The castle wall offers impressive views of the villages of Zasip and Gorje.
Zasip, or 'the altar of the Gorenjska region', as the village was described by France Prešeren, Slovenia's greatest poet, offers stunning views over Bled and its surroundings, opening up from the Hom hill above the village. To the north, Zasip borders the Radovna river and its 1.6-km-long Vintgar gorge. On its western boundary, it is delineated by the Podhom – Bled jezero railway line, to the east by the Sava Dolinka river, and to the south its plains open up towards Bled.
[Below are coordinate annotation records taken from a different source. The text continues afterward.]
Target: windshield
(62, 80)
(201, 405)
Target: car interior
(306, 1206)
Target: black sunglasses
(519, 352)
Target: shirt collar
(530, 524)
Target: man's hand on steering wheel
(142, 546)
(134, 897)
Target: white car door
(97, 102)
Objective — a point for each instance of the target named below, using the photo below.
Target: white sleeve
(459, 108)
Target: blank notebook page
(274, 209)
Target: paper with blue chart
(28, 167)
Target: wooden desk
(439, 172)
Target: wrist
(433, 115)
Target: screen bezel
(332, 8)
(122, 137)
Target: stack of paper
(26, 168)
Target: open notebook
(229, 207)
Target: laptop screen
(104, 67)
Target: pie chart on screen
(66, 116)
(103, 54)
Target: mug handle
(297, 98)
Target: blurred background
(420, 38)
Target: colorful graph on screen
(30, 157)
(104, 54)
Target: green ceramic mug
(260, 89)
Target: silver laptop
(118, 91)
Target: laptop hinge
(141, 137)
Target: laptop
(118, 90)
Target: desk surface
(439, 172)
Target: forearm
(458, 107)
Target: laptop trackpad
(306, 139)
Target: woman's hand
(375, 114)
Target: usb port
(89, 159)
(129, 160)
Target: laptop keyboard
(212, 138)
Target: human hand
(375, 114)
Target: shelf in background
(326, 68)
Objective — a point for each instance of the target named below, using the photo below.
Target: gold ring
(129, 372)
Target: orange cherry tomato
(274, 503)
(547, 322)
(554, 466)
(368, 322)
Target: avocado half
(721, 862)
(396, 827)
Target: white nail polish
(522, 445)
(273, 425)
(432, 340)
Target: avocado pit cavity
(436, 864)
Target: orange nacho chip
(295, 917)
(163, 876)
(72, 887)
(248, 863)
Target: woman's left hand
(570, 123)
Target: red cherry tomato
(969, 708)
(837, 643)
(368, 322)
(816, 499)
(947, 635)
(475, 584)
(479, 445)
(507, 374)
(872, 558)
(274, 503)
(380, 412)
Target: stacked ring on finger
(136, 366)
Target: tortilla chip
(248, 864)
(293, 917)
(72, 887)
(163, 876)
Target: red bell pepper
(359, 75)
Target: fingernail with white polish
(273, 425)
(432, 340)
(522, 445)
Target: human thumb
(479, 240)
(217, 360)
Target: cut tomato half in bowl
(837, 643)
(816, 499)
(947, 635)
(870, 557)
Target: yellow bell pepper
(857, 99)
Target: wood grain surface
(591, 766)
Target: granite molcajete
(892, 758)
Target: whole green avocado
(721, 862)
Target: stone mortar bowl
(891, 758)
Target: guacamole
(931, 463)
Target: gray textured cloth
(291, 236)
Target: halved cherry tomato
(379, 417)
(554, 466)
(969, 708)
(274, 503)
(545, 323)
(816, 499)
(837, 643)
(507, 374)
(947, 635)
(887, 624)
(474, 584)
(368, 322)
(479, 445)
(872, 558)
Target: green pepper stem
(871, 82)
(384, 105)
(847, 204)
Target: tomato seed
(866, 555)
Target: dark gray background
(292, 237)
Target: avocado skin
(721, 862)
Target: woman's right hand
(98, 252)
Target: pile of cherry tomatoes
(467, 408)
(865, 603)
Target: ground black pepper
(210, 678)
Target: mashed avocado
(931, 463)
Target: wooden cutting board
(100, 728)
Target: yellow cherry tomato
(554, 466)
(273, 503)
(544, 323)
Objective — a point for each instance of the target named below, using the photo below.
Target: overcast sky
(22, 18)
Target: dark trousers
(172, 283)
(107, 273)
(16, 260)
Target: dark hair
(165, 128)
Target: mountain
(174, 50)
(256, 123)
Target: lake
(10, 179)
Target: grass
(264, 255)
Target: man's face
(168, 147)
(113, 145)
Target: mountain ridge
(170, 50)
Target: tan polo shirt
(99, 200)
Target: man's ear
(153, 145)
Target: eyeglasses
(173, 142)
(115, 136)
Zasip was first mentioned in historical documents in 1075. An interesting sight in the area is the originally Gothic church of St Catharine on Hom, which was built in the 14th century and has an eventful history.
The 1.6-kilometre-long Vintgar ravine was carved into the magnificent perpendicular slopes of Hom and Boršt by the Radovna river with its cascades and waterfalls, pools and rapids. Laid-out paths and wooden bridges of this theme trail culminate in the magnificent 13-metre Šum waterfall.
Gorje is a group of villages and hamlets located five kilometres from Bled in the direction of the Pokljuka and Mežakla plateaus and the Radovna valley. The area of Gorje streches from the edge of the Blejski kot area, at an altitude of 603m, to the top of Mali Triglav at 2700m above sea level. The stone implements found in the Poglejska cerkev cave near Poljšica date the oldest settlement in Gorje in the Early Stone Age.
Pokljuka is a high karst plateau in the Julian Alps and the largest forested area in Triglav National Park. It is 20km long and almost as wide. Pokljuka is a great starting point for hiking trips in the Julian Alps. On Pokljuka, cattle still graze along forest edges on traditional mountain pastures, where a weary traveller can get a glass of soured milk or taste the delicious curd, butter and cheese straight from the dairy. Pokljuka is also a world-class sporting venue that has been hosting Biathlon World Cup competitions for many years.